Ne pas dépendre des lettres et des mots,
Pointer directement vers l’âme de l’homme. – Sengai

Je crois que l'Aiki est vraiment difficile à expliquer avec des mots, il faut le ressentir pour pouvoir le créer. Il faut utiliser le corps, le système moteur mais surtout pas la partie intellectuelle du cerveau.

Cela explique en partie pourquoi O Sensei a parlé si poétiquement et religieusement de son art, il voulait accéder à la partie non-intellectuelle du cerveau de ses élèves et pour cela il employait des koans.

Un koan est une aporie, une énigme posée par un maître à un disciple, une phrase paradoxale destinée à lui faire percevoir les limites de la logique, à le faire progresser sur la voie de l'éveil en l'obligeant à délaisser le raisonnement et toute considération intellectuelle, pour s’ouvrir à une autre perception de la réalité.

Selon le dictionnaire encyclopédique chinois Cihai de 1936, le koan est un objet de méditation qui serait susceptible de produire le Satori ou de permettre le discernement entre l'éveil et l'égarement.Parce que le Fondateur utilisait ce discours paradoxal, et parce que les jeunes élèves présents n’étaient pas préparés à le recevoir, ils ne comprirent absolument rien aux propos d’O Sensei.

Il est fou le vieux Maître, un peu fou, et on ne comprend même pas ce qu'il veut dire, ni de quoi il parle.

Pierre Warcollier : Aikido, l'esprit de ses techniques et l'expérience spirituelle de Maître Morihei Ueshiba son créateur. – Editeur Guy Tredaniel, page 161.

Pour la pratique, je pense que Aiki signifie avoir le corps entièrement connecté et être capable d'exprimer l’intention à partir du hara. Cela veut dire à la fois ressentir et expérimenter le toucher à travers tout son corps, cela signifie dans un certain sens pouvoir être immobile parce que vous vous déplacez constamment à l'intérieur de votre hara.

Vous devez vivre Aiki dans tout ce que vous faites, ce n'est pas quelque chose que vous pouvez obtenir uniquement sur le tatami.
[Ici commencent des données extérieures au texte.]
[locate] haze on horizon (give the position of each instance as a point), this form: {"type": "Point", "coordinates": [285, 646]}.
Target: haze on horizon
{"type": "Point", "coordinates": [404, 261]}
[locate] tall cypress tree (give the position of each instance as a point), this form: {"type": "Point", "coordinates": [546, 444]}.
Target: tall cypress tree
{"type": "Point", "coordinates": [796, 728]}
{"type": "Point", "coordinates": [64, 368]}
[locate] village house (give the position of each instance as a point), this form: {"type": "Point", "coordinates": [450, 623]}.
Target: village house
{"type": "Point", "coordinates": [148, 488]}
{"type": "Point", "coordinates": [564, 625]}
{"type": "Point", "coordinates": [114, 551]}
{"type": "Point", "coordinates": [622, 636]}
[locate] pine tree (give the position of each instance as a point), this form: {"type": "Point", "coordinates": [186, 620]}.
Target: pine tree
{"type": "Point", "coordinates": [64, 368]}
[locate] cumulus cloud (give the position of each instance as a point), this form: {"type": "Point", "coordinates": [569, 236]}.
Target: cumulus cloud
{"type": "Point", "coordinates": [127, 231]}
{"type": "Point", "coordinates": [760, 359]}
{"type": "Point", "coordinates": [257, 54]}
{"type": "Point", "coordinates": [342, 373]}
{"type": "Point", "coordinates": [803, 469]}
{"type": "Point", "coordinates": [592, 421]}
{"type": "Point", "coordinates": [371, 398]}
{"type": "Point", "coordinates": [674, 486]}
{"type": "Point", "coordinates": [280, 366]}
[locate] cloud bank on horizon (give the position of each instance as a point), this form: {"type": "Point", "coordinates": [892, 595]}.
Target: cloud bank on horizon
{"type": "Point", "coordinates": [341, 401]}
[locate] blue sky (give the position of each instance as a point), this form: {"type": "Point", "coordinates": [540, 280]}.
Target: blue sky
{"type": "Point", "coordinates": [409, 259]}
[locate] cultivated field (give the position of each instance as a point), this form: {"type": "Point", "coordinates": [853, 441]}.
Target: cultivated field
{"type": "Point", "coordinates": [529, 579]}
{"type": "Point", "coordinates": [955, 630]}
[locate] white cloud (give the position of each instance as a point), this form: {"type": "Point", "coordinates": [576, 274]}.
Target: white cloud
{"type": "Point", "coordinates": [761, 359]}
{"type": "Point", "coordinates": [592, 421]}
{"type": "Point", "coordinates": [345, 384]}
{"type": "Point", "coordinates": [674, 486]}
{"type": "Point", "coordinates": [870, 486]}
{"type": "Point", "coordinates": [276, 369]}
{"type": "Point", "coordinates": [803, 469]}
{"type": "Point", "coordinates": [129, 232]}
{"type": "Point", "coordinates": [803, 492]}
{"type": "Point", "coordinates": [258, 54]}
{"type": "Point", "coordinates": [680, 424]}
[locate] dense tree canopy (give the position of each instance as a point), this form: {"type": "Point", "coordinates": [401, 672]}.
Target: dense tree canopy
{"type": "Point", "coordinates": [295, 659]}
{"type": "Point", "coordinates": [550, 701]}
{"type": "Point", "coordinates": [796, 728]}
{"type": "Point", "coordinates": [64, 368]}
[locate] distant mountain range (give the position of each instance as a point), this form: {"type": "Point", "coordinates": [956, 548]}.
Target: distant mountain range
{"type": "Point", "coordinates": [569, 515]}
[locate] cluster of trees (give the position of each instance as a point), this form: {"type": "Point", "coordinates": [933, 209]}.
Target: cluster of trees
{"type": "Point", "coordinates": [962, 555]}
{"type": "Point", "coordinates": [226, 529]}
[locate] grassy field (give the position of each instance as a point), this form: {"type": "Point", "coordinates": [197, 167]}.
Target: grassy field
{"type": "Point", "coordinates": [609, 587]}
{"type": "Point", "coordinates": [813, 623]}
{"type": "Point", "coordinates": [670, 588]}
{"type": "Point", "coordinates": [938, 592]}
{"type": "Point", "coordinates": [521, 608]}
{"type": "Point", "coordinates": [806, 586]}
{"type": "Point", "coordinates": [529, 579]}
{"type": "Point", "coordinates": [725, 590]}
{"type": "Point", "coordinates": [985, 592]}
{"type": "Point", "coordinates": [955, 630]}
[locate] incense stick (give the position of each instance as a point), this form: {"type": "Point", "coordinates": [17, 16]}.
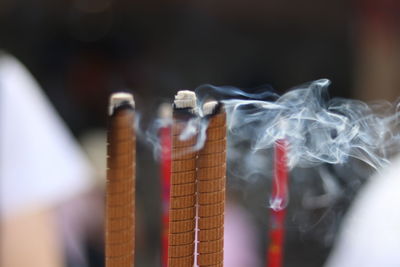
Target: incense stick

D'autre part, entraînons-nous assidûment, intensément et intelligemment.

a)  Tai no henko (ou henka) est 80% de l'Aiki.

b)  Répétition inlassable de la technique en kotai avec l'esprit totalement investi dans la conduite du geste et de la respiration.

c)  Quand la forme est bonne, répétition du geste avec disparition du kotai, faire une technique souple avec le centre et la respiration ventrale connectée. C’est le travail en awase, la recherche du vide (Mu), l'efficacité réside dans le vide. Mu ne doit donc pas être interprété comme rien.

d)  Applications multiples avec plusieurs partenaires pour bien comprendre les subtilités des déplacements de l'Aiki.

e)  Après avoir ressenti l'Aiki dans votre propre corps, le reproduire sur uke. Je remercie sincèrement Hideo HIROSAWA Sensei pour m'avoir fait ressentir l'Aiki. Considérer l’Aiki comme un sport dont le mérite serait d’évacuer le stress d'une journée de travail est une erreur, car cela va à l'encontre de la recherche du budo. Le budo est la voie du guerrier.